I wasn't sure why a mutable reference is taken as an input and an object is returned
It cannot give a value, because if the closure panics then it will cause undefined behavior. So instead it gives a reference to the value. And giving a &mut reference is more useful than giving a & reference.
What your code does is... it takes the value out of the Mutable and replaces it with a new default value, and then it replaces the default value with the new value. So it's doing 2 replacements instead of 1.
Also with replace_object_with one can for example change an element of a vector without cloning the whole vector.
You can also do that with lock_mut, which is cleaner and more efficient:
let mut lock = some_mutable.lock_mut();
lock[1] = ...
Or even better yet, use MutableVec which is much more efficient.
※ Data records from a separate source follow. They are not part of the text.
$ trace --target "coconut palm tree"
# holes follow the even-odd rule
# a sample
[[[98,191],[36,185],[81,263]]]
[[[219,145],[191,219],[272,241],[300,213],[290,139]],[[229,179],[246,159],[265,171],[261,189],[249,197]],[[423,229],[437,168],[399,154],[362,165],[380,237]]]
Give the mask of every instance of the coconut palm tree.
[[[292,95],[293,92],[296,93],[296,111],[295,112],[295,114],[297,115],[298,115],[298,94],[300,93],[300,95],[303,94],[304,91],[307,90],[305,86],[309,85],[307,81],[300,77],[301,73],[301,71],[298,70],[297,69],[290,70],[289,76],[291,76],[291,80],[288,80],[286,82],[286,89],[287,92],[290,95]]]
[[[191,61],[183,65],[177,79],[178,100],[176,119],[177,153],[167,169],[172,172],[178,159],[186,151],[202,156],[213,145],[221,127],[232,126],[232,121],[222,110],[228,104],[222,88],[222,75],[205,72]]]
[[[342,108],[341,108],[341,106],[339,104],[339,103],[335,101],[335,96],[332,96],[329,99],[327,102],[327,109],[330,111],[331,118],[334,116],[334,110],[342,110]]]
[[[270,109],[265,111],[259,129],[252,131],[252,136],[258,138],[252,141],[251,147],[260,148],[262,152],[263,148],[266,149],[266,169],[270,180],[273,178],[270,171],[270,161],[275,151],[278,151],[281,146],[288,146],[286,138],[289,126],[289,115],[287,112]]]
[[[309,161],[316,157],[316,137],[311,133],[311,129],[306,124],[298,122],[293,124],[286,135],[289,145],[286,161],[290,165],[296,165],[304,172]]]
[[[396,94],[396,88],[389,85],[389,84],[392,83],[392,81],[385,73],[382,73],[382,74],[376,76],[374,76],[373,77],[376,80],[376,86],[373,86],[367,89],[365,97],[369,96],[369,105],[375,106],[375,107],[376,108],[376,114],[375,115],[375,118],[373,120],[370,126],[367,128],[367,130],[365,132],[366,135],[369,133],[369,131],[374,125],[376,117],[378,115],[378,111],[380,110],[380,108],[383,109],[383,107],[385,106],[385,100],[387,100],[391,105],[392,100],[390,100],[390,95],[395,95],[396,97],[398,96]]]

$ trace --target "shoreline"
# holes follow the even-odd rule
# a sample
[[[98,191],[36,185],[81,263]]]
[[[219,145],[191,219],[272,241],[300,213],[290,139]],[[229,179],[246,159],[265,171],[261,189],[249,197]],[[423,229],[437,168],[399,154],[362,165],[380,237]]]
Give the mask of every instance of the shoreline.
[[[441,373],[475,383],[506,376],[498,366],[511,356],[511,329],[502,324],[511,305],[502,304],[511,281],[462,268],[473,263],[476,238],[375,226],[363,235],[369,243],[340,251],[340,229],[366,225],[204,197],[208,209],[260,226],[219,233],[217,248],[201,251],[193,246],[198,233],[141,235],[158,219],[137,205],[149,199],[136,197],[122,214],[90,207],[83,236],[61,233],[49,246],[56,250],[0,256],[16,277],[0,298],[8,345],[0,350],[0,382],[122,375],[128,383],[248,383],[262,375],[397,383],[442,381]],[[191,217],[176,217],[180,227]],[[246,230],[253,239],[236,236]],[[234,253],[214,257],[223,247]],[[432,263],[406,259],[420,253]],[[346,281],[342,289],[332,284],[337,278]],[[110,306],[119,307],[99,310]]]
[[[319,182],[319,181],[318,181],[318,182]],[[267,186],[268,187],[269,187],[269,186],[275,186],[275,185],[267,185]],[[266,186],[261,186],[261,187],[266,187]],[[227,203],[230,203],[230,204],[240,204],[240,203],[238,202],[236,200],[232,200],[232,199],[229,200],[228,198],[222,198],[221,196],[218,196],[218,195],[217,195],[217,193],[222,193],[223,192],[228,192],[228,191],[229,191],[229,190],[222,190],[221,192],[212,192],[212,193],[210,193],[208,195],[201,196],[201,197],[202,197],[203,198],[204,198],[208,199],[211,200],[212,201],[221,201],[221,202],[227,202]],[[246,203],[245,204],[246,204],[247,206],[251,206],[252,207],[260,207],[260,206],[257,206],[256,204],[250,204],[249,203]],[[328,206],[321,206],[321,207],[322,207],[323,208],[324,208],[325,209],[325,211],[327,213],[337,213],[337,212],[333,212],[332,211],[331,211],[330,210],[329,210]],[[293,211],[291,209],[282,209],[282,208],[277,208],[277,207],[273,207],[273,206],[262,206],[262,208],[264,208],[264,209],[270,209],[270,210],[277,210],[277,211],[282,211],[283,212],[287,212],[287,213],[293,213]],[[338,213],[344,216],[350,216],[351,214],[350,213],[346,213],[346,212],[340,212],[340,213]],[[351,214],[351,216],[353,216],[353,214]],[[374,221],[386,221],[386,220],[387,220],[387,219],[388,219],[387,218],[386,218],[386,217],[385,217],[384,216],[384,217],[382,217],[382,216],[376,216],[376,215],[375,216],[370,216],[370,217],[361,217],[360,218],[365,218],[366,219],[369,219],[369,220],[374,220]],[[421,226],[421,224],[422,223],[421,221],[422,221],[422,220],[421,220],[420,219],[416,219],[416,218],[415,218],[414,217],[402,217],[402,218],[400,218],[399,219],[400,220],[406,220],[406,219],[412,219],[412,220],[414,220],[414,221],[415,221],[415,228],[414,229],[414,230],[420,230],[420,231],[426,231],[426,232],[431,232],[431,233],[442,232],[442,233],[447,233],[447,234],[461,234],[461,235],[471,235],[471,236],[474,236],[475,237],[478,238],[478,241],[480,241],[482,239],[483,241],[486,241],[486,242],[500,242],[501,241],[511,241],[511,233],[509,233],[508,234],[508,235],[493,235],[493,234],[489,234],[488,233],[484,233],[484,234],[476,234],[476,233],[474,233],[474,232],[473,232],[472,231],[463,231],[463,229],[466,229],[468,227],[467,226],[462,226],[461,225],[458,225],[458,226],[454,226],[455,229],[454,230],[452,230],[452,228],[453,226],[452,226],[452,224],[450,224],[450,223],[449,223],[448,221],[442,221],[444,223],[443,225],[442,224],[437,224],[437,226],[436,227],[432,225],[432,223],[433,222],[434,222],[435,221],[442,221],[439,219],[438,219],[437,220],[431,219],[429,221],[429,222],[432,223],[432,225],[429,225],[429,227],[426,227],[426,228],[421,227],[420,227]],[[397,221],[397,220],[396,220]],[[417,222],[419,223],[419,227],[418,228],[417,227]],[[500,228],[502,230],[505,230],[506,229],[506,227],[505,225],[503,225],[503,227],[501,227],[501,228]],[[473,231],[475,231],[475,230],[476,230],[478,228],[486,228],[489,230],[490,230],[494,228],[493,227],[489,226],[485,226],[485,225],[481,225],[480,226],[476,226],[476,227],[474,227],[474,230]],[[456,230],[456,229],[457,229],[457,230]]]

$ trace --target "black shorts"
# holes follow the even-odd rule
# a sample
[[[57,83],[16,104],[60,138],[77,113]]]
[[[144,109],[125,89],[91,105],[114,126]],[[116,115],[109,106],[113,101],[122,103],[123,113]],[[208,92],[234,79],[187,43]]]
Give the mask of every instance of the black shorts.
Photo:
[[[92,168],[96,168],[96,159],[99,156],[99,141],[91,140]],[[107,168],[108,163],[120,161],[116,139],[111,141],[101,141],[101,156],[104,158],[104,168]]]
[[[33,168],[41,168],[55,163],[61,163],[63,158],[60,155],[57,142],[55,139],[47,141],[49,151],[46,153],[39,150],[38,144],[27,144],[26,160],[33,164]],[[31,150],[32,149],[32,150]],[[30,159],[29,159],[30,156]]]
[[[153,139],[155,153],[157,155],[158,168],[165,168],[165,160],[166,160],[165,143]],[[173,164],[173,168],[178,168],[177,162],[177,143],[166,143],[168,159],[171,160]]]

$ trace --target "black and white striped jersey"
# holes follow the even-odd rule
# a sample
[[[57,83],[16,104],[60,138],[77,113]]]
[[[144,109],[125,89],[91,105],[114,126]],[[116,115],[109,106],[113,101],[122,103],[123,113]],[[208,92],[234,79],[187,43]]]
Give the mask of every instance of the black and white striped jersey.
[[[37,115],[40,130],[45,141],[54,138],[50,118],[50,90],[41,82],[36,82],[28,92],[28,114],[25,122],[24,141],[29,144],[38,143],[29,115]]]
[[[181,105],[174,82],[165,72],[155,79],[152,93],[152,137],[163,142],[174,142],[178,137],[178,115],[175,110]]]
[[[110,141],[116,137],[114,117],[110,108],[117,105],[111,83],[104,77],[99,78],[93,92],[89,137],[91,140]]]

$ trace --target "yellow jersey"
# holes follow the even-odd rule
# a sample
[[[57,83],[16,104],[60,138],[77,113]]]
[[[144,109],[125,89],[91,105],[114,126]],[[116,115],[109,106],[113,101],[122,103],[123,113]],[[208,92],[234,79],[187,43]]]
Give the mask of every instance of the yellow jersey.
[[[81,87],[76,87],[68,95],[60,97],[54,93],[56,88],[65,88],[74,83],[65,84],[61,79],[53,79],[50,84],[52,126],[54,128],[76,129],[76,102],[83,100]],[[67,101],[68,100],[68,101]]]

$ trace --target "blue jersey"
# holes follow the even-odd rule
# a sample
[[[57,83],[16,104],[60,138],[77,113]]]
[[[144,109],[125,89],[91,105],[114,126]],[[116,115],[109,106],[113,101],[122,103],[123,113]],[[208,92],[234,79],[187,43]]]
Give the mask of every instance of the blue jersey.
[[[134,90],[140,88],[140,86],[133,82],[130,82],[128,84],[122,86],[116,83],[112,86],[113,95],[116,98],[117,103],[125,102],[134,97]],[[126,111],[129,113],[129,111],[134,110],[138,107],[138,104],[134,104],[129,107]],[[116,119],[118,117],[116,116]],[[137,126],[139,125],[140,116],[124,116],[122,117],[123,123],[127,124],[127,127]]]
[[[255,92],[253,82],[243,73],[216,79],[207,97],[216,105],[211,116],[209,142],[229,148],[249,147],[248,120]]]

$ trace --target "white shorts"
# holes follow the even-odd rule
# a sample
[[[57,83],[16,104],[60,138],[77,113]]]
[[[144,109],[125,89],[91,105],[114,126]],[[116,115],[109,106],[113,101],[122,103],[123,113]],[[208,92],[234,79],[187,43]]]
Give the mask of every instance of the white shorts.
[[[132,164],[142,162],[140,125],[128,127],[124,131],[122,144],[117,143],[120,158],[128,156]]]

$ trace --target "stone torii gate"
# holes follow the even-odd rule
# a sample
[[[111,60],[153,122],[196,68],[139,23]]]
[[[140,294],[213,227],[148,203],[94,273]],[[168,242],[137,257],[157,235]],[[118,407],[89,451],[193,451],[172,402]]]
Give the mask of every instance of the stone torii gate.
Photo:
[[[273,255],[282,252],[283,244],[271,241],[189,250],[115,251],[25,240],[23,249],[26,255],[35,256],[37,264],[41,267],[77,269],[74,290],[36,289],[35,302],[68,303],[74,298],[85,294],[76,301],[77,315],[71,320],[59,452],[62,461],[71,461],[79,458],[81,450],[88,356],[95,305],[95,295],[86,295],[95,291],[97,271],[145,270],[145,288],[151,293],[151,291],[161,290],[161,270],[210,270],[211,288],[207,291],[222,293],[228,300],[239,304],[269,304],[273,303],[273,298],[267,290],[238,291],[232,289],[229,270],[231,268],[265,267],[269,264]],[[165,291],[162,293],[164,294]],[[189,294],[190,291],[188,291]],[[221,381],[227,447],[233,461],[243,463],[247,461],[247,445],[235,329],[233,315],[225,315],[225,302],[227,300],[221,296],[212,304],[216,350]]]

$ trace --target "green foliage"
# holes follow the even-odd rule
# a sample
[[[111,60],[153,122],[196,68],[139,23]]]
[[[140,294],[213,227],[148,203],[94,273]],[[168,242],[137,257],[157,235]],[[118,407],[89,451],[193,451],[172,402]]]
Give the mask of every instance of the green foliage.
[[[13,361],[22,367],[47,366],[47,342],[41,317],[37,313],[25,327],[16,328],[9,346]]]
You should not be using replace_with to change an existing value, it is only for replacing the old value with an entirely new value. If you want to change the existing value, use lock_mut.
replace_object_with(|c| c+1) is clearer to read and understand than replace_with(|c| *c+1)
I don't think it's easier to understand, because it is swapping the value with the default value and then swapping it again with the new value.
But replace_with just swaps it with the new value, which is more intuitive and faster. Or you can use lock_mut which doesn't do any swaps at all.
I see, thanks!
On Tue, Nov 1, 2022, 13:34 Pauan @.***> wrote:
What happens if I change the object in the reference?
Nothing happens, you are replacing the existing value with a new value. The old value is discarded, that's how replace_with works.
The type and behavior of Mutable::replace_with is exactly the same as RefCell::replace_with https://doc.rust-lang.org/std/cell/struct.RefCell.html#method.replace_with. I tried to keep the API consistent with the Rust stdlib.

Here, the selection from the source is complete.